The Week in Focus: Agents struggling to close the deal

The Week in Focus: Agents struggling to close the deal
By admin


If I was a wholesaler I’d have been pretty concerned at the results of a survey released at last weekend’s Travelscene American Express conference.

Come to think of it, if I were Travelscene management or an agent I’d have been twitching nervously.

During a mystery shopping exercise with 237 of its members – a regular exercise to help build on the strengths of the network and establish where there is room for improvement – no fewer than 87% did not ask if the client wanted to book following a consultation, leaving, if my maths is correct, barely one in three who did pose the question and request a deposit.

Furthermore, 40% of agents did not ask for the customer’s details. Of those who did, 84% did not follow up with a phone call.

Credit must go to Travelscene for releasing those figures so publicly before an audience containing many preferred suppliers, who trust in agents to sell their product. I know one or two who found those statistics worrying.
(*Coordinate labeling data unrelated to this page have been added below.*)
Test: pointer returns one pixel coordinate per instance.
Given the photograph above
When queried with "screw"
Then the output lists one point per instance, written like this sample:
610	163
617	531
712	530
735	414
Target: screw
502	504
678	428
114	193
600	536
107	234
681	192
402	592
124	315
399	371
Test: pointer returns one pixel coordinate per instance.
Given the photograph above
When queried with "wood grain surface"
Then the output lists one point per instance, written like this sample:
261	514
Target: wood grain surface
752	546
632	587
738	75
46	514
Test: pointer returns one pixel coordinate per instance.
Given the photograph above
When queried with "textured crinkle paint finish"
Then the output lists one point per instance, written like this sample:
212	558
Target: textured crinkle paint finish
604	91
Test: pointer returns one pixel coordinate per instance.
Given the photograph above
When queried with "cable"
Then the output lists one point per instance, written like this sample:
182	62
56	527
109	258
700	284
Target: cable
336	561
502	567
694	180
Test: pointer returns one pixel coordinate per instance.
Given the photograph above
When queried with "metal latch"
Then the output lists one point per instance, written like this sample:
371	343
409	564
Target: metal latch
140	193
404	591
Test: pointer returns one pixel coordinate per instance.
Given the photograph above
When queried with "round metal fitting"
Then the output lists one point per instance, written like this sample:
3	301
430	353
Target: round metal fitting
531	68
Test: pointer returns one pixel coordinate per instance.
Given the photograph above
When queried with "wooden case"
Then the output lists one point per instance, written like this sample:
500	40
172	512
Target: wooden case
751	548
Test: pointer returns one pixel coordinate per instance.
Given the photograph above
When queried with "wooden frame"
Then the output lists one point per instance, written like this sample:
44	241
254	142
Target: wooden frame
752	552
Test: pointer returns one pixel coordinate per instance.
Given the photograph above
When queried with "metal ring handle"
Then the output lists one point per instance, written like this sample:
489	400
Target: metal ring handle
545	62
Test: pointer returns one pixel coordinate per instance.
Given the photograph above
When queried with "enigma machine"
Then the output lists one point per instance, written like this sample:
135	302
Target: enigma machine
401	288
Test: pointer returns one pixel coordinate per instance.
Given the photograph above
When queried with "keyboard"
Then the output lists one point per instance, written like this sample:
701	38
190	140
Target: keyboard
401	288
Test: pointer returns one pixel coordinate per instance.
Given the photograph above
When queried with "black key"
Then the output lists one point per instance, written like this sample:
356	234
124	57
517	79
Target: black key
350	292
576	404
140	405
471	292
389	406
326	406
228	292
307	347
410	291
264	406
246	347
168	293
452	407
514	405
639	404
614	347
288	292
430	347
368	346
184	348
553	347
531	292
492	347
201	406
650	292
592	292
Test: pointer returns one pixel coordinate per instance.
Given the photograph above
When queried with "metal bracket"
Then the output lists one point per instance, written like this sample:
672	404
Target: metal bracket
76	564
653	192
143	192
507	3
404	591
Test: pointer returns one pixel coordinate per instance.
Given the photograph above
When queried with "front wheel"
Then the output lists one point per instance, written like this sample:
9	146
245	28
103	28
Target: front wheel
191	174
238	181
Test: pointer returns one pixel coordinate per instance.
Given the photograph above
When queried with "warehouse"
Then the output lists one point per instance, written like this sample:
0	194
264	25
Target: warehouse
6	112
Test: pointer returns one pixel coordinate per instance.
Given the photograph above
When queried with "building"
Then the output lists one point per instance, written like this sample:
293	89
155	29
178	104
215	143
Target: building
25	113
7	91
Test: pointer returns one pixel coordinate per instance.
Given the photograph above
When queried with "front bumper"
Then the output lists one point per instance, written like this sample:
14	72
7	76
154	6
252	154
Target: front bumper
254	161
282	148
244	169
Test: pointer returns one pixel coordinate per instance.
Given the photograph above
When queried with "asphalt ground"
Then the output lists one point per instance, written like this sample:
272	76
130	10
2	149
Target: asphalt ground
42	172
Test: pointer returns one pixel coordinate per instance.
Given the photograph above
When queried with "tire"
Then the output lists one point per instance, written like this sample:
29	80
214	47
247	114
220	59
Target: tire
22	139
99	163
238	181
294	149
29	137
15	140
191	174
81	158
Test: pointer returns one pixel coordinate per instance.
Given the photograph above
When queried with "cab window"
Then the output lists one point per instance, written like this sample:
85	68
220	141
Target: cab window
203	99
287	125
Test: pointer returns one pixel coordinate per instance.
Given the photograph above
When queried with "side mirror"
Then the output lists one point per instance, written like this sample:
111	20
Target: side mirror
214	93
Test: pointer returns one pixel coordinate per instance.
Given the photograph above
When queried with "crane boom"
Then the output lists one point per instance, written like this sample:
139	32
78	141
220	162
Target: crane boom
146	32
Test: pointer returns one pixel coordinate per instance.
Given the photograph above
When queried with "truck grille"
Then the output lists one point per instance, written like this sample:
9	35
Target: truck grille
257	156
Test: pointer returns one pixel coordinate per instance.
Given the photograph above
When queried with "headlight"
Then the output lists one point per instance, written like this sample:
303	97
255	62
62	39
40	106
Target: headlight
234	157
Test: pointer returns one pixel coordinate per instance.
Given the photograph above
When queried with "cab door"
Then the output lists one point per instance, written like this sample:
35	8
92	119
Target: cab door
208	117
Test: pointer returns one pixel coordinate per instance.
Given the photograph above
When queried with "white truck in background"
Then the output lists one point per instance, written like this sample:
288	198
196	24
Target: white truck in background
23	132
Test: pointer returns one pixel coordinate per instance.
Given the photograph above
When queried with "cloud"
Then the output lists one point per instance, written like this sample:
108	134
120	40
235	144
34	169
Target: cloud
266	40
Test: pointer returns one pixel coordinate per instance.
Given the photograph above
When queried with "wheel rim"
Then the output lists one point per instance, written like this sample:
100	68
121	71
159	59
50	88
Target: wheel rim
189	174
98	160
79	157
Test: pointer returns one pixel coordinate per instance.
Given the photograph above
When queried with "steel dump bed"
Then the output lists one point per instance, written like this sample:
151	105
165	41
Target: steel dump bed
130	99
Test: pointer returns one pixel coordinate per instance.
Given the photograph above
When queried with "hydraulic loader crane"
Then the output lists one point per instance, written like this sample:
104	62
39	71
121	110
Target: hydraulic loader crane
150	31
I thought it was a staggering result, though not, we were told, particularly unusual in the travel retail environment.

Let’s be generous. It’s possible that a few agents just happened to have been off their game, stuck in a bad day after a few too many shandies the night before. God knows I’ve had enough of those.

But even if that were true, it can’t disguise a fundamental flaw in the selling process.

Being a travel agent is a demanding job, I have no doubt. The depth of knowledge, not only of destinations, but of technology systems, airline codes, the myriad fare classes – the list goes on – is immense.

But as Travelscene’s general manager David Padman quite rightly said, that information and knowledge goes to waste if there is zip to show at the end of it. He should know. He was a travel agent and can speak with some authority.

Not that it’s easy to sell and, essentially, ask for money. As a backpacker, I once went door to door charity collecting and loathed every minute of it. I made a few dollars in commission bought a couple of beers and promptly quit. It wasn’t for me, however genuinely worthy the cause.

But asking for the sale – asking for the money – is part of the game. Perhaps with these figures in mind, Travelscene included a ‘closing the sale’ workshop at its conference in Alice Springs, presented by sales and marketing expert Anthony Bonnici (who, incidentally, stepped back on stage later in the night as vocals in the conference band).

It was a fascinating insight into the psychology behind some of our behaviour, and went some way to explain perhaps why agents, and other people in the sales game, struggle to cross the finishing line.

Fear of rejection, fear of failure and confrontation, preconceived notions: there's a host of mental barriers that hold us back. Here’s a link to a story we ran this week on the workshop. http://tinyurl.com/8d4mpwh.

Whatever the causes, it’s something the retail groups need to work on.

The conference itself was a good one, with plenty of food for thought for agents. Among the usual promotional messages from suppliers were several workshops which offered genuine opportunities to learn – chief among them, the session on closing the sale.
 

The thorny issue of preferred suppliers reared again at the conference with Travelscene chief executive Mike Thompson taking the unusual step – he said so himself – of naming Scenic as a non-preferred supplier he wants to agents to reject.

Clearly the group is leaking sales to Scenic, sales which provide no financial value whatsoever to Travelscene head office and does nothing for the group’s targets.

Not surprisingly, his call for agents to switch sell if a customer comes in with a Scenic brochure prompted a few sharp responses to Travel Today.

One of the problems in attempting to switch sell is outlined in this column. Agents are not confident about asking for the sale in the first place, so encouraging them to switch sell when a client is prepared to book with Scenic? It’s a big ask.

It’s understandable that Travelscene needs and wants members to back preferred suppliers. But if a customer enters a travel agency with a Scenic brochure and wants to buy a $15,000 holiday, it would take a brave consultant to potentially irritate the consumer by attempting to book them with a different company, and most likely a company they have never heard of.